Assuming terrestrial-like planets are indeed common – with a silicate mantle surrounding a metallic core – then we can expect that water may be exuded onto their surface during the final stages of magma cooling – or otherwise out-gassed as steam which then cools to fall back to the surface as rain. From there, if the planet is big enough to gravitationally retain a thick atmosphere and is in the temperature zone where water can remain fluid, then you’ve got yourself an exo-ocean.

We can assume that the dust cloud that became the Solar System had lots of water in it, given how much persists in the left-over ingredients of comets, asteroids and the like. When the Sun ignited some of this water may have been photodissociated – or otherwise blown out of the inner solar system. However, cool rocky materials seem to have a strong propensity to hold water – and in this manner, could have kept water available for planet formation.

Meteorites from differentiated objects (i.e. planets or smaller bodies that have differentiated such that, while in a molten state, their heavy elements have sunk to a core displacing lighter elements upwards) have around 3% water content – while some undifferentiated objects (like carbonaceous asteroids) may have more than 20% water content.

Mush these materials together in a planet formation scenario and materials compressed at the centre become hot, causing outgassing of volatiles like carbon dioxide and water. In the early stages of planet formation much of this outgassing may have been lost to space – but as the object approaches planet size, its gravity can hold the outgassed material in place as an atmosphere. And despite the outgassing, hot magma can still retain water content – only exuding it in the final stages of cooling and solidification to form a planet’s crust.

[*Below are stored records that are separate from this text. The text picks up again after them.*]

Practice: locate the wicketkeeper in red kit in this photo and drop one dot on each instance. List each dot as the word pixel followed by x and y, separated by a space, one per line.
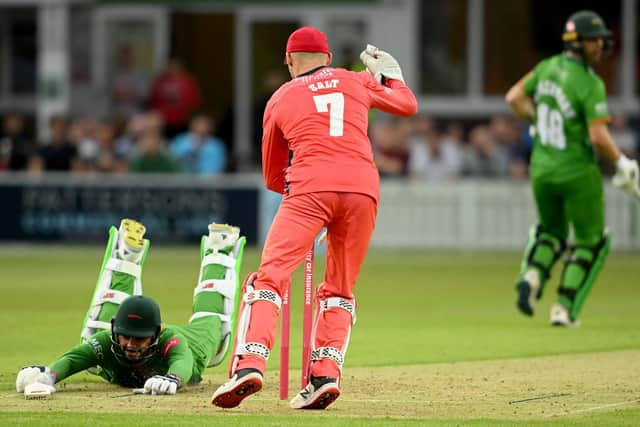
pixel 316 152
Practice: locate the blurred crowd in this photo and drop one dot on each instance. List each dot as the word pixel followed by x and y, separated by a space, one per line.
pixel 425 149
pixel 157 127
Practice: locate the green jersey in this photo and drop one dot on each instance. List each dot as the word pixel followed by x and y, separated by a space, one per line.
pixel 174 357
pixel 568 96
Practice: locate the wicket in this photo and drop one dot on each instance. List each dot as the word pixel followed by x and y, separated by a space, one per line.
pixel 307 319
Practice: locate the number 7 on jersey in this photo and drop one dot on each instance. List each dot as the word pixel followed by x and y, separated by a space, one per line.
pixel 333 103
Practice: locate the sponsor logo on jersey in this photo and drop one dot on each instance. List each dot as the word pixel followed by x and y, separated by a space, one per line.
pixel 550 88
pixel 169 345
pixel 327 84
pixel 97 348
pixel 601 108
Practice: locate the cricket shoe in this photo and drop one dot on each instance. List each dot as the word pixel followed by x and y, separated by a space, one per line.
pixel 131 240
pixel 560 317
pixel 318 394
pixel 242 384
pixel 528 292
pixel 221 236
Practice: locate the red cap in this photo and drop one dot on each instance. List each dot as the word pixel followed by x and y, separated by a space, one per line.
pixel 308 39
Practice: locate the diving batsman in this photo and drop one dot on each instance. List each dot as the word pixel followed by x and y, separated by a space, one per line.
pixel 123 339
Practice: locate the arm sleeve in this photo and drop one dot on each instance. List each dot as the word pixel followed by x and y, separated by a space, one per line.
pixel 275 152
pixel 79 358
pixel 393 97
pixel 595 104
pixel 179 359
pixel 530 82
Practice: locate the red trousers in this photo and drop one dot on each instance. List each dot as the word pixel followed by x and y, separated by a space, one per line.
pixel 350 220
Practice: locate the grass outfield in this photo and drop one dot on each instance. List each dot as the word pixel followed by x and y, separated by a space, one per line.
pixel 438 342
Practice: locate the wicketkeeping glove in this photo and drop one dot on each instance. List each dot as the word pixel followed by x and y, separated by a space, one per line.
pixel 161 385
pixel 380 64
pixel 34 374
pixel 627 176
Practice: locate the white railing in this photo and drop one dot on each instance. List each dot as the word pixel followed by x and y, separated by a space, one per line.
pixel 479 215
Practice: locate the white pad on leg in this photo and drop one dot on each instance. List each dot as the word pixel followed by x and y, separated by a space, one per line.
pixel 335 354
pixel 103 292
pixel 225 287
pixel 250 296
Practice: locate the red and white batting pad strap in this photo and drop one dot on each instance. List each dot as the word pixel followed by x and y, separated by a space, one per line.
pixel 113 296
pixel 224 287
pixel 254 348
pixel 200 314
pixel 123 266
pixel 263 295
pixel 220 259
pixel 96 324
pixel 328 353
pixel 337 302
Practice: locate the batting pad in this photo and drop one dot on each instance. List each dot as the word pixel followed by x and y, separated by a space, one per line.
pixel 38 391
pixel 118 279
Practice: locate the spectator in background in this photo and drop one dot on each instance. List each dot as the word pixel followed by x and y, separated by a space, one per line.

Mathematical modelling suggests that if planets accrete from materials with 1 to 3% water content, liquid water probably exudes onto their surface in the final stages of planet formation – having progressively moved upwards as the planet’s crust solidified from the bottom up.

Otherwise, and even starting with a water content as low as 0.01%, Earth-like planets would still generate an outgassed steam atmosphere that would later rain down as fluid water upon cooling.

As the Earth formed, water contained in rocky materials either 'outgassed' or just exuded onto the surface - as magma solidified, from the bottom up, to form the Earth's crust. And OK, this is just a nice image of a deep sea volcanic vent - but you get the idea. Credit: Woods Hole Oceanographic Institution.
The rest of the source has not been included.